Python implements a file that converts Utf-8 format files into GBK format _python

Source: Internet
Author: User
Tags readfile

Requirements: Convert Utf-8-formatted files into GBK-formatted files

The implementation code is as follows:

Copy Code code as follows:

def ReadFile (filepath,encoding= "Utf-8"):
With Codecs.open (FilePath, "R", encoding) as F:
Return F.read ()

def writefile (filepath,u,encoding= "GBK"):
With Codecs.open (FilePath, "w", Encoding) as F:
F.write (U)

def UTF8_2_GBK (SRC,DST):
Content = ReadFile (src,encoding= "Utf-8")
WriteFile (dst,content,encoding= "GBK")

Code Explanation:

The second parameter of the function ReadFile specifies that the file be read in utf-8 format and the resulting content is Unicode and then written to the file in GBK format.

This will enable demand.
However, if the file to be converted contains some characters that are not included in the GBK character set, an error occurs, similar to the following:

Copy Code code as follows:

Unicodeencodeerror: ' GBK ' codec can ' t encode character U ' \xa0 ' in position 4813:illegal multibyte

The above error message means that Unicode U ' \xa0 ' can not be encoded as GBK when encoding Unicode into GBK.

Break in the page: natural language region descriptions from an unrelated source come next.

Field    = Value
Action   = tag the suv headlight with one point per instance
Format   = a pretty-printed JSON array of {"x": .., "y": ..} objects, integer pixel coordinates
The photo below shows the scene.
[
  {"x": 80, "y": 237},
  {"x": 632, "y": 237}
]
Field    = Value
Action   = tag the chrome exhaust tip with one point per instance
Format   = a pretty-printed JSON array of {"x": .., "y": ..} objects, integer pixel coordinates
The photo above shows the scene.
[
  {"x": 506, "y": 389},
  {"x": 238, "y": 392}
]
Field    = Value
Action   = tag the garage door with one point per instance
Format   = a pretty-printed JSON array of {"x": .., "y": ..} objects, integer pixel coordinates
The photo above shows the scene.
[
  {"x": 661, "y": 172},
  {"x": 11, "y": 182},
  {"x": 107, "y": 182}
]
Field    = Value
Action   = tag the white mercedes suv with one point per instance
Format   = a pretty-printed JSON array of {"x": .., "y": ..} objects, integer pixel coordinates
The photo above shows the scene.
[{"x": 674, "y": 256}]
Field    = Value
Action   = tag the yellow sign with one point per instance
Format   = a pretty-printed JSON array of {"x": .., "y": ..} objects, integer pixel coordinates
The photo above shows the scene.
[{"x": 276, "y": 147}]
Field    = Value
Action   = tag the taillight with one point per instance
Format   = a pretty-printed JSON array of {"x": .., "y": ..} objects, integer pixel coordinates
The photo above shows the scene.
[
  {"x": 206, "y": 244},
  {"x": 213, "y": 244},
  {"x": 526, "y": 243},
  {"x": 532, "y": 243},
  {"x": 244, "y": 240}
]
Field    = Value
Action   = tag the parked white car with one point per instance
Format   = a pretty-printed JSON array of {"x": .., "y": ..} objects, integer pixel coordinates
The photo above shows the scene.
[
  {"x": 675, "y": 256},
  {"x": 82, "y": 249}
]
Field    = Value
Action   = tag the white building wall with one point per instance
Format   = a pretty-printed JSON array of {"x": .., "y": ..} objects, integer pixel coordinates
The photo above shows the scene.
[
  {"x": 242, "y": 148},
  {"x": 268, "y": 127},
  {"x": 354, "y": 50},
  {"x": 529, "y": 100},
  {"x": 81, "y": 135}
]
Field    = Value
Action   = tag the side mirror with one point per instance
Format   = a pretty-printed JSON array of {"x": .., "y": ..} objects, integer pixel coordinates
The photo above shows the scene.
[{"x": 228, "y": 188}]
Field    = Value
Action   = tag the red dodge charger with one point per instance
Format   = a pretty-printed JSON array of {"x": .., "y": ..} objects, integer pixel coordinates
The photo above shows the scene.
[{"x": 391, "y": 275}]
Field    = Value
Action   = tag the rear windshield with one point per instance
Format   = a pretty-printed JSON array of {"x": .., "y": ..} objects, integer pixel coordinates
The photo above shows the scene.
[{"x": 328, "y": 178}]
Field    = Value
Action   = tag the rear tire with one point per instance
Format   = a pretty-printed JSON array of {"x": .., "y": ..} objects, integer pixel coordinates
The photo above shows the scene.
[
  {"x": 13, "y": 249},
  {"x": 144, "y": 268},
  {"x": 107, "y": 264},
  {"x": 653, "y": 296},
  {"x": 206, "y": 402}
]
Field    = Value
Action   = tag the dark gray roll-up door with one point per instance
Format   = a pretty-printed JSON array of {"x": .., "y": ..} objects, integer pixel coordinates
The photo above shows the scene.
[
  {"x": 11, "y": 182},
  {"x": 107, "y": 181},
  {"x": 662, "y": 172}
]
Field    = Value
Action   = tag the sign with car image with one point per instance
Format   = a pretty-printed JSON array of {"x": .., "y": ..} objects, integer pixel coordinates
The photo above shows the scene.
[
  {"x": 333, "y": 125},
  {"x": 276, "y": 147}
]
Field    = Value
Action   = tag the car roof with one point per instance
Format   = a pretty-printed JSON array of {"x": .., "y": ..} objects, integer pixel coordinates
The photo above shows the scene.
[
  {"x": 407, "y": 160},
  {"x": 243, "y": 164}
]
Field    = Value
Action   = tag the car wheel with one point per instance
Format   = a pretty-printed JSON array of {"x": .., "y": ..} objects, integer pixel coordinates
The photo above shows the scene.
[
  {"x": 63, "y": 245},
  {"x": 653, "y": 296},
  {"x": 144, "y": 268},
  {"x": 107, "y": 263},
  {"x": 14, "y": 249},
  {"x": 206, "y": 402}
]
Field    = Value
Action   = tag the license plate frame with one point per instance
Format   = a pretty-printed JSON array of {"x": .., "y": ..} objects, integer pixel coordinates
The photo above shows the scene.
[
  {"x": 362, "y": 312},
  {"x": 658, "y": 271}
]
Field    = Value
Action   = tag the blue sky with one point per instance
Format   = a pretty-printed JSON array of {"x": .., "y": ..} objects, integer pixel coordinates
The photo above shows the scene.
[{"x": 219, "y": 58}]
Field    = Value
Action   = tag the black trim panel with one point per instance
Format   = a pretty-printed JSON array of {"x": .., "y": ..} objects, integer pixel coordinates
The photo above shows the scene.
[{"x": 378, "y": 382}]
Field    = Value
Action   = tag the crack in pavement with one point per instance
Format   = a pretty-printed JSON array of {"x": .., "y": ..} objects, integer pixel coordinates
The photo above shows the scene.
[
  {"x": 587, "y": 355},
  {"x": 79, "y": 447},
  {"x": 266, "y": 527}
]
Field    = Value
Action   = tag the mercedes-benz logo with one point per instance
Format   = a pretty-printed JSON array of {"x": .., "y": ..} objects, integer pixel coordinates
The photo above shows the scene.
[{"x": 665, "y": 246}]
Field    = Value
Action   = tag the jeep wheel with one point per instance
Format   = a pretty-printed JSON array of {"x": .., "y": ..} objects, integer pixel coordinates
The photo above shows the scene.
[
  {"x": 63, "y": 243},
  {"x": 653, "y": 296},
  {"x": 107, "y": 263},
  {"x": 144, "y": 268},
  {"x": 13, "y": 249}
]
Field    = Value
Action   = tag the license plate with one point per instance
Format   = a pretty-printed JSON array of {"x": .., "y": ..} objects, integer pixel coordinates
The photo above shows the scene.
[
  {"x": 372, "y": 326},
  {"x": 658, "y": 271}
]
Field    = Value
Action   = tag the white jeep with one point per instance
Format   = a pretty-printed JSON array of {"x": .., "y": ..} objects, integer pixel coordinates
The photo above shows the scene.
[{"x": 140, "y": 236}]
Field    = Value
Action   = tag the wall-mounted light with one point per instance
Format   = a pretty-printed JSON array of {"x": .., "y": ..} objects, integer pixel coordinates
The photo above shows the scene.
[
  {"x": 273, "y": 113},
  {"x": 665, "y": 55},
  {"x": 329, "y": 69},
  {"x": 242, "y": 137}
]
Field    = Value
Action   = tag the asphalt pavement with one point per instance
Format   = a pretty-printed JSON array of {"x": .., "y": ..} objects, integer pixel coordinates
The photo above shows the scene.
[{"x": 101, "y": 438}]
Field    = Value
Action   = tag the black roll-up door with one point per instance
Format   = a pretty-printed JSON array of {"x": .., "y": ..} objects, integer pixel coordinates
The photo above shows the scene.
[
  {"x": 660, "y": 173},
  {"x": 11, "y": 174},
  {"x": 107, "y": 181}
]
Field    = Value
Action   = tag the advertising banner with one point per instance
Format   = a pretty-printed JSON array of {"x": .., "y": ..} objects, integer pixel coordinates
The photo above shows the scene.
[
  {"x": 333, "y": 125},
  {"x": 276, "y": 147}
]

Here, we need to figure out the relationship between gb2312, GBK and GB18030.

Copy Code code as follows:

gb2312:6763 a Chinese character
Gbk:21003 a Chinese character
gb18030-2000:27533 a Chinese character
gb18030-2005:70244 a Chinese character

Therefore, GBK is a GB2312 superset of the GB18030 is a superset of GBK.
After clearing the relationship, we further refine the code:
Copy Code code as follows:

def UTF8_2_GBK (SRC,DST):
Content = ReadFile (src,encoding= "Utf-8")
WriteFile (dst,content,encoding= "GB18030")

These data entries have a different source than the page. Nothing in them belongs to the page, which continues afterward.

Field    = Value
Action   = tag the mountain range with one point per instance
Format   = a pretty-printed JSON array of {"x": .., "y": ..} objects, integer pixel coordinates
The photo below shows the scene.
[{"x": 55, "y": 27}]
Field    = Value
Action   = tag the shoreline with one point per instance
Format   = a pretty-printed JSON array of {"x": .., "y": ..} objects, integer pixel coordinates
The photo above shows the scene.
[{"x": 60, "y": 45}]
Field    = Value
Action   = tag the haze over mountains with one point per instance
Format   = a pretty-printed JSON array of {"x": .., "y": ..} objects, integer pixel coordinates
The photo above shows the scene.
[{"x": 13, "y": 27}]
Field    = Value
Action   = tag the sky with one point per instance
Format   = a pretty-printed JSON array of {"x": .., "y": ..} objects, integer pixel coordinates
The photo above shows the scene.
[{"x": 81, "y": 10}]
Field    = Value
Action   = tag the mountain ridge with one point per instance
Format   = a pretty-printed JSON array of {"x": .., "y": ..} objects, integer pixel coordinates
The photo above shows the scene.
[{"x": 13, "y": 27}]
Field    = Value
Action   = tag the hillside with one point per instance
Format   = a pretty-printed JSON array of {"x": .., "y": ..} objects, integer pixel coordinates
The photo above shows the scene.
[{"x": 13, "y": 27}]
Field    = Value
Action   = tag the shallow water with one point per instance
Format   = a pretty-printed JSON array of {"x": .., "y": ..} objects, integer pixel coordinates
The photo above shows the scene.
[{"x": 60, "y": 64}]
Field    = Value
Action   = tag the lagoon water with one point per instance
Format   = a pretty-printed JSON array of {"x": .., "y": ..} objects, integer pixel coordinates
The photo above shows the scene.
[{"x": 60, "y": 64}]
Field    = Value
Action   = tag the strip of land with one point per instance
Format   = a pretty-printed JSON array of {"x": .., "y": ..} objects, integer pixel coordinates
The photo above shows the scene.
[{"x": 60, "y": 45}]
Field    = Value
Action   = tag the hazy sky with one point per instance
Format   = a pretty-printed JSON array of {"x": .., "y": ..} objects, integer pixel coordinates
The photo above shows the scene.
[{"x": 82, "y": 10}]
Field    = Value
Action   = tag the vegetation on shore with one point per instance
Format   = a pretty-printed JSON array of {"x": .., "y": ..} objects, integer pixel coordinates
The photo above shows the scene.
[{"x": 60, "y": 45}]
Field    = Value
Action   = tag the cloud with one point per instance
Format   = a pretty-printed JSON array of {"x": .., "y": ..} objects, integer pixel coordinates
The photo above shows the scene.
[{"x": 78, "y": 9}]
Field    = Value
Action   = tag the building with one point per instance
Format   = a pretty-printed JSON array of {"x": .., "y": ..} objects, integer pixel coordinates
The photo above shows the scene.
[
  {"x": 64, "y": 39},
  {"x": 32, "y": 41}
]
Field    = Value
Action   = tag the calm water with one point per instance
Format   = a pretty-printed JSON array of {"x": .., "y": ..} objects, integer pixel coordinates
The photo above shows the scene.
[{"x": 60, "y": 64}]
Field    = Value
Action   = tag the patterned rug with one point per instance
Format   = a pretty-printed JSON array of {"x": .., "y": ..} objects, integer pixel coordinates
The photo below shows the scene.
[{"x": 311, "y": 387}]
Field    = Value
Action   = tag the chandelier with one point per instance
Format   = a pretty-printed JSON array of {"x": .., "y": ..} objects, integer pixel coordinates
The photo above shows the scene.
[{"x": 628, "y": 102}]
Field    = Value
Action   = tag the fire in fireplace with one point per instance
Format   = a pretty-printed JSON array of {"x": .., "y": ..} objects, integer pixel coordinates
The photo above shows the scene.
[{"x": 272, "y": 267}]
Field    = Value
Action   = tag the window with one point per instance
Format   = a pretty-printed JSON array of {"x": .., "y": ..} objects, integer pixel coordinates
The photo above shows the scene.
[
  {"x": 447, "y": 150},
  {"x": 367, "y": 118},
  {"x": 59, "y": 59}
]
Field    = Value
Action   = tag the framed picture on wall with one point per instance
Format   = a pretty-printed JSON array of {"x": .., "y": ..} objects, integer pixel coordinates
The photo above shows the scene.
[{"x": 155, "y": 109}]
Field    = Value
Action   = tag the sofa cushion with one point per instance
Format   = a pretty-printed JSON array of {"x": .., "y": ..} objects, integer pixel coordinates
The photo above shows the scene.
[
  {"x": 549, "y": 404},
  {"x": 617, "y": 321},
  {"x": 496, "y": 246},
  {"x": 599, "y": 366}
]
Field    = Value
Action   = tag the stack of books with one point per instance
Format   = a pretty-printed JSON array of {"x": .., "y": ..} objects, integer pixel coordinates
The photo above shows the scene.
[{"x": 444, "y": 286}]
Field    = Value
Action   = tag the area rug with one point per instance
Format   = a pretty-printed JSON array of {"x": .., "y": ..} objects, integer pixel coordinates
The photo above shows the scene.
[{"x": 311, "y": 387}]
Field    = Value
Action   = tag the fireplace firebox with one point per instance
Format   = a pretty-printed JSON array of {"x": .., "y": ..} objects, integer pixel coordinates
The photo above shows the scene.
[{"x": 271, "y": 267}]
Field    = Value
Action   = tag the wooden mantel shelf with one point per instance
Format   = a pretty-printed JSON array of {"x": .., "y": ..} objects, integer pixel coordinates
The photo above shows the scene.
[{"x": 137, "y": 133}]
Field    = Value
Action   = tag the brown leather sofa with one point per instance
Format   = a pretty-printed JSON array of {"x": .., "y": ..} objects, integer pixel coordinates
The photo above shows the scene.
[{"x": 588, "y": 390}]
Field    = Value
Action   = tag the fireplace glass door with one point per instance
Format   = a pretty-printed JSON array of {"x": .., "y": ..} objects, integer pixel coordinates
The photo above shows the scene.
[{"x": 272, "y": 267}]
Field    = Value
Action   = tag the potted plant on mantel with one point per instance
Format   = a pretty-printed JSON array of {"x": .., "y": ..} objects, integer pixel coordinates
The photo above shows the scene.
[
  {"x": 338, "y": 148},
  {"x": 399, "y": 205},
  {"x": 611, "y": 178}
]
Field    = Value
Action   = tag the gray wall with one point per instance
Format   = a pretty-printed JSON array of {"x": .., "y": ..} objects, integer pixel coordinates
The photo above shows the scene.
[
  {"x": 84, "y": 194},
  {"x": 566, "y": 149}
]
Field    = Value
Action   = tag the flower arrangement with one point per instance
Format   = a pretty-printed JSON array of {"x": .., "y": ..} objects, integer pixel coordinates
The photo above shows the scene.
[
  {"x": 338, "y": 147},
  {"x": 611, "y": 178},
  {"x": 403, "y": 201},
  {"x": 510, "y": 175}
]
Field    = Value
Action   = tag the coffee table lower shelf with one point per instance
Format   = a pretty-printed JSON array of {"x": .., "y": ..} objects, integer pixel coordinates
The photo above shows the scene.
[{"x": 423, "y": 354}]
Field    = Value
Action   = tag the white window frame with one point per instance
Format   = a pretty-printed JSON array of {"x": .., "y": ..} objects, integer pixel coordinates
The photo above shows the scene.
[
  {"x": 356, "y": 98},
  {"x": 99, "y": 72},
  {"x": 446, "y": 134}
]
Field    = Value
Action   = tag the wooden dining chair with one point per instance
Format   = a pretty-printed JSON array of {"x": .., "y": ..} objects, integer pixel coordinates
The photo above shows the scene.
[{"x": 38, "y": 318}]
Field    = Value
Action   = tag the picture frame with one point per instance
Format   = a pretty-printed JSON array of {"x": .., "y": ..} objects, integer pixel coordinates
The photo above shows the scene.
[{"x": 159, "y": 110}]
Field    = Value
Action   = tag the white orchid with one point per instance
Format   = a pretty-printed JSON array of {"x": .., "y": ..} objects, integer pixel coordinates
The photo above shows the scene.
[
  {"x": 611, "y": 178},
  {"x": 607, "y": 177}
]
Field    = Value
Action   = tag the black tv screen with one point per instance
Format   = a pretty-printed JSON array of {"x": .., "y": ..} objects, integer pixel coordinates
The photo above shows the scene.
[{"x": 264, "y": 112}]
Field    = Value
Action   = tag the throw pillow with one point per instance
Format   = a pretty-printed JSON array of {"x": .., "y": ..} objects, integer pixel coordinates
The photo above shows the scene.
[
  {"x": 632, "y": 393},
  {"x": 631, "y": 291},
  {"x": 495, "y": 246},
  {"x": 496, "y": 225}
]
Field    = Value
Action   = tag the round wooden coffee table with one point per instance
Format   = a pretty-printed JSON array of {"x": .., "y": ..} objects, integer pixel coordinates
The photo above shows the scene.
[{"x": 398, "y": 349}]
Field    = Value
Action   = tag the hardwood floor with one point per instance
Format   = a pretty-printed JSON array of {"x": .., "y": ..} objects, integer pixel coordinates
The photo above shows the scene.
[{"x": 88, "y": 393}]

After running, found no error, you can run normally.

Because, in the GB18030 character set, you can find the character corresponding to U ' \xa0 '.
In addition, there is another implementation scenario:
Need to modify the WriteFile method

Copy Code code as follows:

def writefile (filepath,u,encoding= "GBK"):
With Codecs.open (FilePath, "w") as F:
F.write (U.encode (encoding,errors= "Ignore"))

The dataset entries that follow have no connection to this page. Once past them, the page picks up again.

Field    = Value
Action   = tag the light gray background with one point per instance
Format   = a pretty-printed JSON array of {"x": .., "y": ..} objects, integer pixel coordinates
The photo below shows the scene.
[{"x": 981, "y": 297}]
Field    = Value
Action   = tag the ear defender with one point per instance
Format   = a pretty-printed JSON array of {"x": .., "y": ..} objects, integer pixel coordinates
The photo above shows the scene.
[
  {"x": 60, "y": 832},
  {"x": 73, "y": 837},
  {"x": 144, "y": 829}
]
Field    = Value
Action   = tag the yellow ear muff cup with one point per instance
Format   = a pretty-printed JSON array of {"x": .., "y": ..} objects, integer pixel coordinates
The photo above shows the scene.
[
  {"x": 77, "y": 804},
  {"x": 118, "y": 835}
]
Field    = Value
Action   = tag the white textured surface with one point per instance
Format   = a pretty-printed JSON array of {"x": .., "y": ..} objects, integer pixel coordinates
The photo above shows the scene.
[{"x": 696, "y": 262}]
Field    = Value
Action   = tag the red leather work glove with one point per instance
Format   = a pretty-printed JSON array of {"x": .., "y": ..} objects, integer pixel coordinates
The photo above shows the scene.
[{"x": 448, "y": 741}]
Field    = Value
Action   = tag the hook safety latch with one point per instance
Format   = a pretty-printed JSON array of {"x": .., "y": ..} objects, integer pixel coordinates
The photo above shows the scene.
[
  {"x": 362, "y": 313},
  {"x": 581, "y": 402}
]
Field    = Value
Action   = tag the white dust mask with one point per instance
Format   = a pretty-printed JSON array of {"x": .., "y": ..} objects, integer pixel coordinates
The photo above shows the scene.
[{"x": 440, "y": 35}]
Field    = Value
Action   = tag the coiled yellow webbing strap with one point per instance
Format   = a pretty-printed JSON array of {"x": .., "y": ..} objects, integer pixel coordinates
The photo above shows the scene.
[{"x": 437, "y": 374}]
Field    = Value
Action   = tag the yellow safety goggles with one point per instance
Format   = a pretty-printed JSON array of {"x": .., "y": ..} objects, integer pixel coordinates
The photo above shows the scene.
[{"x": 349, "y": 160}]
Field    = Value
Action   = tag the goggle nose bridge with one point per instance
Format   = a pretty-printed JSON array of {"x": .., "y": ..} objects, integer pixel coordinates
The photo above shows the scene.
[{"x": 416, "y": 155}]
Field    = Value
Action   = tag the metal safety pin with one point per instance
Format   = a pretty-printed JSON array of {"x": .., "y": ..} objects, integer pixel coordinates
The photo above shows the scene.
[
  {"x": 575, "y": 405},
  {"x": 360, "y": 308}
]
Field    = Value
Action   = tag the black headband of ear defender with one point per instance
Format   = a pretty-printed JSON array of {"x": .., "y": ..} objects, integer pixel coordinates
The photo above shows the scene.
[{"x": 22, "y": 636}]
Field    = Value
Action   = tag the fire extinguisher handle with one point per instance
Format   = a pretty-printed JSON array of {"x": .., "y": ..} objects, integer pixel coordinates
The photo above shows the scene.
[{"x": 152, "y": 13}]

Here, we put Unicode encoding (encode) into the GBK format, but note that the second argument of the Encode function, we assign "ignore", means that when encoding, we ignore those characters that can't be encoded and decode the same.

However, when we execute it, we find that we can successfully modify the file in UTF-8 format to ANSI format. However, it is also found that each row has a blank line in the generated file.

Here, you can specify that the file be written as a binary stream, with the following modified code:

Copy Code code as follows:

def writefile (filepath,u,encoding= "GBK"):
With Codecs.open (FilePath, "WB") as F:
F.write (U.encode (encoding,errors= "Ignore"))

Related Article

Contact Us

The content source of this page is from Internet, which doesn't represent Alibaba Cloud's opinion; products and services mentioned on that page don't have any relationship with Alibaba Cloud. If the content of the page makes you feel confusing, please write us an email, we will handle the problem within 5 days after receiving your email.

If you find any instances of plagiarism from the community, please send an email to: info-contact@alibabacloud.com and provide relevant evidence. A staff member will contact you within 5 working days.

A Free Trial That Lets You Build Big!

Start building with 50+ products and up to 12 months usage for Elastic Compute Service

  • Sales Support

    1 on 1 presale consultation

  • After-Sales Support

    24/7 Technical Support 6 Free Tickets per Quarter Faster Response

  • Alibaba Cloud offers highly flexible support services tailored to meet your exact needs.